# How Balmain Body upgraded their marketing with Klaviyo

> An illustrative walkthrough of the Klaviyo playbook a premium body-care brand runs: the flows to turn on first, who to send to, and the results to expect.

By Doan Than · Published 2026-06-15

Balmain Body makes premium body care for people who treat a shower like a ritual. The products sell themselves in person. Online was the gap: the brand leaned on one-off campaign blasts and a single welcome email, which left the automated revenue (the part that runs while you sleep) mostly on the table. Here is the playbook a brand like Balmain Body uses to turn that around with Klaviyo.

> This is an illustrative walkthrough of the playbook a premium body-care brand runs in Klaviyo. The numbers are representative of what a well-built program achieves, not audited figures from one account. Use them as targets, not promises.

**~35%** of total revenue a mature email program can drive from flows and campaigns combined

## Where they started

Like a lot of growing brands, Balmain Body was sending. Just not in the way that compounds. Every campaign went to the whole list, so open rates slid as unengaged subscribers dragged down deliverability. There was one welcome email where a series should be, and no cart recovery at all. The automations that earn the most were simply missing.

- **1** welcome email, where a 3 to 5 email series should run
- **0** abandoned cart flow catching checkout dropouts
- **Whole list** every campaign sent to everyone, engaged or not

## Step one: turn on the flows that earn while you sleep

Before touching campaigns, build the core automations. These run for every customer, forever, and they are where the reliable revenue comes from. For a consumable product like body care, the order matters.

1. Welcome series. Three to five emails that deliver the signup offer, tell the brand story, and earn the first order while attention is highest.
2. Abandoned cart. Two to three reminders that win back shoppers who reached checkout and left, with an exit the moment they buy.
3. Post-purchase and replenishment. Body care gets used up, so time a gentle reorder nudge to when the bottle is likely running low. This is the flow most brands forget and the one that fits a consumable best.
4. Win-back. A short sequence for customers who have gone quiet, before they drift off the list for good.

## Step two: stop blasting the whole list

The fastest deliverability win is to stop emailing people who never open. Send campaigns to engaged subscribers, suppress the chronically unengaged, and tailor the message by what someone has actually bought. A smaller, sharper send beats a big indiscriminate one every time, because the big one quietly trains inbox providers to filter you out.

> Sending less, to the right people, usually lifts both open rate and total revenue at the same time. Reach is not the goal. Reaching people who want to hear from you is.

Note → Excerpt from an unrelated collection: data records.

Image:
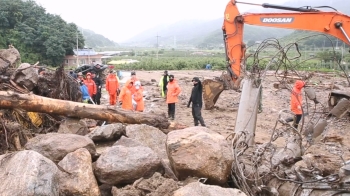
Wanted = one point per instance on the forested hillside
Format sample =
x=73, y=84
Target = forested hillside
x=93, y=40
x=39, y=36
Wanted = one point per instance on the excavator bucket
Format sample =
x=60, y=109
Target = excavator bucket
x=211, y=92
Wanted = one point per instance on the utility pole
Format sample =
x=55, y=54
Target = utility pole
x=157, y=45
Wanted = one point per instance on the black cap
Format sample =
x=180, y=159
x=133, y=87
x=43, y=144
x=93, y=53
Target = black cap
x=195, y=79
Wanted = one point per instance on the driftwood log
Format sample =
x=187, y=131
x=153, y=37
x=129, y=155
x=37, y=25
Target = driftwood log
x=35, y=103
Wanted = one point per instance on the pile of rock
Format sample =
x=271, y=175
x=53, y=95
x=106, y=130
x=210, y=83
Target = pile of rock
x=142, y=161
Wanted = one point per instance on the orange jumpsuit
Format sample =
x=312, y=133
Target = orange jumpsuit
x=112, y=85
x=90, y=84
x=131, y=80
x=126, y=97
x=138, y=97
x=296, y=98
x=173, y=92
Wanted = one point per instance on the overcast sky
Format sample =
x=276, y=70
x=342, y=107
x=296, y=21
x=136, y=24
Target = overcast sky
x=120, y=20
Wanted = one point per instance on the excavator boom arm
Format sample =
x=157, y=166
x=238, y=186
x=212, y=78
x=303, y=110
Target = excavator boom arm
x=332, y=23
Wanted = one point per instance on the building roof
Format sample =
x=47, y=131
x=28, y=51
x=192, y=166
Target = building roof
x=85, y=52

## Step three: run a real campaign calendar

With flows carrying the baseline, campaigns become the upside instead of the whole strategy. A planned monthly calendar (a mix of value-led emails and the occasional promotion) keeps the brand top of mind without tipping into fatigue. Planning ahead also means each send has a job, rather than being whatever got thrown together that week.

## The results a brand like this sees

Once the flows are live, the list is segmented, and the calendar is running, the shape of the account changes. Again, these are representative targets for a well-run program, not audited results.

- **5-15%** of abandoned carts recovered once the cart flow is live
- **30-40%** open rates after sending to engaged subscribers instead of the whole list
- **2-3x** flow revenue once welcome, cart, post-purchase and win-back all run together

## What to take from it

- Build automations before you worry about more campaigns. They earn the most for the least ongoing effort.
- Segment your sends. Emailing the whole list every time is the quiet killer of deliverability.
- Match the flows to the product. A consumable like body care needs a replenishment nudge most brands skip.
- Plan a calendar so every campaign has a reason to exist.

## FAQ

### What Klaviyo flows should a body-care brand set up first?

Welcome series, abandoned cart, post-purchase with replenishment, and win-back. Replenishment matters most for consumable products like body care, where a well-timed reorder nudge captures repeat revenue other brands leave behind.

### Does sending to fewer people really make more money?

Often, yes. Emailing the whole list every time drags down deliverability as unengaged subscribers stop opening, which sends more of your mail to spam. Sending to engaged subscribers and suppressing the rest usually lifts both open rate and total revenue.

### How fast do these changes show results?

Flows start earning the moment they go live, because they fire for every customer automatically. The gains from segmentation and a planned campaign calendar build over a few weeks as deliverability recovers and the calendar finds its rhythm.